来るか 地域主権時代〜藤沢町に見た住民自治の姿

【2.コミュニティの特徴-5】

地域メディア研究所代表 梶田博昭

2002/09/17
(オンラインプレス「NEXT212」94号掲載)

 

 <4>政策との連動〜まちづくりの重要課題の解決に生かされている

 藤沢町の住民参加型まちづくりは、生活環境の整備にとどまらず、医療・福祉、教育の分野で大きな成果を上げています。家庭内での自助努力、地域内での助け合い、行政の援助〜が互いにうまく連動しており、全町の90%の世帯が参加している民間ボランティアや地域福祉医療基金が、それを裏付けています。

 町民の「ハートで誘致した」企業

 しかし、最も注目すべきは、住民自治を主眼とした自治会の組織化が、産業振興策と連動して進めらたことにあります。住民自治の基盤となる地域の崩壊に歯止めをかけなければ、住民自治そのものが無意味であり、働く場がある、という地域存続の絶対条件を満たすことが、住民自治の可能性を広げるからです。藤沢町は、住民自治と産業振興を巧みに連動させることで、その両者の実を上げていった点で高く評価できると思います。
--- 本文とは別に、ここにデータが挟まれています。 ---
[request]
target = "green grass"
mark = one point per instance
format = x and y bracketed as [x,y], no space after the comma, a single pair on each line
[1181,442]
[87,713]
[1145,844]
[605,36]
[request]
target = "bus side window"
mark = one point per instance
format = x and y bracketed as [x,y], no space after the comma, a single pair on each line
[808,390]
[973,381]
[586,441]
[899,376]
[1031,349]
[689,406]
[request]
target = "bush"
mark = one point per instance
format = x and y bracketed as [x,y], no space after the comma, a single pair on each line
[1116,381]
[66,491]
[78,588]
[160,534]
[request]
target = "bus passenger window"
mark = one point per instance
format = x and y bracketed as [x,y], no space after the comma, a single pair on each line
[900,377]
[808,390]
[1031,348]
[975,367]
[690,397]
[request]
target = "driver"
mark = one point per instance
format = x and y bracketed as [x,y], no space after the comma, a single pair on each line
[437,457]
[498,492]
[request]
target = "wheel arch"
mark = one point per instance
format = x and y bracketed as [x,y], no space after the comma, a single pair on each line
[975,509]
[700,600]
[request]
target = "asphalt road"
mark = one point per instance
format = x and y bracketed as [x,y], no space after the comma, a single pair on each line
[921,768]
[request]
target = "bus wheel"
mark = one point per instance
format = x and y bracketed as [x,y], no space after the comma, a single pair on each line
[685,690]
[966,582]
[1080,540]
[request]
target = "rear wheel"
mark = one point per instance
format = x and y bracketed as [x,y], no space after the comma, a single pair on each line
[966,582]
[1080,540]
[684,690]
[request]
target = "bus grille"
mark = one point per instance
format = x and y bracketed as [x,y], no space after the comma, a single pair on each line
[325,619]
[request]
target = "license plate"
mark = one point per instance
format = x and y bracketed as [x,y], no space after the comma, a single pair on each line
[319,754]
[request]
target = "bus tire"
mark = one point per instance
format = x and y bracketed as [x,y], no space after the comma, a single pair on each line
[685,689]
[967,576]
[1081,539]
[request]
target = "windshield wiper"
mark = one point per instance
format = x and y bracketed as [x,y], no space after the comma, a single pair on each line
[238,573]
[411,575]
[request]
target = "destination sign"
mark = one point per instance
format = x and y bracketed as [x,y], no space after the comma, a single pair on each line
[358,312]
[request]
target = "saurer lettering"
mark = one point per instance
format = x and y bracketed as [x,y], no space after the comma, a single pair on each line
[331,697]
 産業振興策の最大の柱は、農業であり「地域の実情に合った独自の農業を住民主体で展開する」ことが目標とされました。集落単位に協業化により適地適作農業を行う「1集落1農場」構想を基に、「ミニ計画」などを通じて住民・コミュニティの考えを探りながら方策を具体化していったのです。その過程では、営農生活計画の自治会内公開や生産法人化、新規参入の受け入れなどに、「参加と協働」の発想が生かされ、同時に住民同士の結束を深めるという効果を上げたようです。
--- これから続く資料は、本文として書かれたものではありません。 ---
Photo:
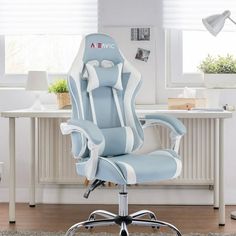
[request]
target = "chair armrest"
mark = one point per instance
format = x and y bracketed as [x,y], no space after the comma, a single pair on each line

 また、産業振興のもう一つの柱が「農工一体のまちづくり」で、半生を託せる企業の誘致に当たっては、住民が融通し合って工場用地を提供するなど、協働によるまちづくりの成果の一面をのぞかせました。

●産業政策ともリンクさせる

  住民参加によるまちづくりが叫ばれる中、各自治体は情報公開やパブリックコメント、住民投票などの制度化に力を注ぐ一方、NPOの育成などにより協働の基盤づくりに取り組んでいます。それはそれで行政にとって重要な課題ですが、地域の住民が依って立つ基盤を守る産業政策が、なかなか見えてこない印象があります。コミュニティを生かしながら、まちづくり・産業振興を押し進めた藤沢町の経験を、北海道方式で展開できないものでしょうか。